3. The polyethylene composition according to claim 1 or 2, characterized in that the second QJ ίΖίη / ZZΖΠZ / Β / YΥΙΛΙ ethylene copolymer is further characterized by having: A.iv.A number-average molecular weight, Mn, of 12,000 to 30,000; A weight-average molecular weight, Mw, of 28,000 to 72,000; A.vi. an Mz of 70,000 to 150,000; A.vii. an Mw / Mn of 2.3 to 5.0; A.viii. a number of short-chain branches (SCB2) per thousand carbon atoms of 0.1 to 2; B. ix. a density greater than the density of the first ethylene copolymer but less than 0.965 g / cc; Bx a melt index, I2, measured by ASTM D1238 at 190°C using a 2.16 kg load of 4 to 100 grams for 10 minutes; provided that the density of the first ethylene copolymer is less than the density of the second ethylene copolymer by an amount of 0.010 to 0.030 g / cc.
4. A rotomolded part, characterized in that it is prepared with a polyethylene composition according to claim 1, 2 or 3.
5. A rotomolded part according to claim 4, characterized in that it has a ductility index of 80 to 100%. 6.The rotomolded part according to claim 5, characterized in that it has an average failure energy greater than 16.59 m-kg (120 ft-lb) on 6.35 mm (0.250 in) thick specimens tested in accordance with ASTM D5628 at a test temperature of -40°C.
7. A rotomolded part according to claim 4 or 5, characterized in that the first ethylene copolymer is prepared with a single-site catalyst and the second ethylene copolymer is prepared with a Ziegler-Natta catalyst.

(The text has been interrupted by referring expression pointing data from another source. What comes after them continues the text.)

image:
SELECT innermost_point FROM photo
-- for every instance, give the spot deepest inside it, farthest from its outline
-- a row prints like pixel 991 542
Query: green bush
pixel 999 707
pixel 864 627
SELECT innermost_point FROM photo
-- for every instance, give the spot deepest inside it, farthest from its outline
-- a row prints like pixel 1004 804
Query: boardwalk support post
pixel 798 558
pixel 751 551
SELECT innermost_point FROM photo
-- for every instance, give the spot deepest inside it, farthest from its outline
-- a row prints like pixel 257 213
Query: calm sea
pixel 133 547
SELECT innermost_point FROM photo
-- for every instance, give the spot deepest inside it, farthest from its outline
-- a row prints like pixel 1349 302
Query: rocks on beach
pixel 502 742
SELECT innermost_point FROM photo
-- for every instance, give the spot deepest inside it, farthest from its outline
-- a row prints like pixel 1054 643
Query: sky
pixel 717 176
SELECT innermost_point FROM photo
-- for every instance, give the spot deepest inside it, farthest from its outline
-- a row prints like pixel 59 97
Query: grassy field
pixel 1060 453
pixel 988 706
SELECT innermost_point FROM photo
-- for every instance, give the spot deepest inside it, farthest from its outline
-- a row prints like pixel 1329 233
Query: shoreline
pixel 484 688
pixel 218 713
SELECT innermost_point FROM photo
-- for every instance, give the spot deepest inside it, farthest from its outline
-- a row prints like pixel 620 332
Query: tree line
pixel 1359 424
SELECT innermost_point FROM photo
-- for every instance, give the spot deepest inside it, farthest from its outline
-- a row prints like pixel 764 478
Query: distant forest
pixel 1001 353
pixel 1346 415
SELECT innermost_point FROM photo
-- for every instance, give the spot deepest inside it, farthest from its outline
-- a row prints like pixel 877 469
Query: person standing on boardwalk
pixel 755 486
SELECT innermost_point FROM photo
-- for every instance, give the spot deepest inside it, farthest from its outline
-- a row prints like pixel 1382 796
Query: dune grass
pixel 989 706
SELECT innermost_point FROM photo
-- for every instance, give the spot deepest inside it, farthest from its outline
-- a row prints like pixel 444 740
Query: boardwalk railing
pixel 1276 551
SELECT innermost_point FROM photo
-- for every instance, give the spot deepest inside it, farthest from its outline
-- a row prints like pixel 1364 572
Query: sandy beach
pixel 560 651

8. The polyethylene composition according to claim 1, characterized in that it has a comonomer content of less than 1.2 mol%, as determined by the FTIR method.
9. The polyethylene composition according to claim 1, characterized in that the first and second ethylene copolymers are copolymers of ethylene and 1-octene. 10.The polyethylene composition according to claim 1, characterized in that it is prepared by contacting ethylene and an alpha-olefin with a polymerization catalyst under solution polymerization conditions in at least two polymerization reactors.
11. A process for the production of hollow polyolefin articles, characterized in that it comprises loading the bimodal polyethylene composition according to claim 1 into a mold, heating this mold in an oven to more than 280°C, so that the stabilized polyolefin melts, rotating the mold about at least two axes, spreading the plastic material towards the walls, cooling the mold while it continues to rotate, opening it, and removing the resulting hollow article 5.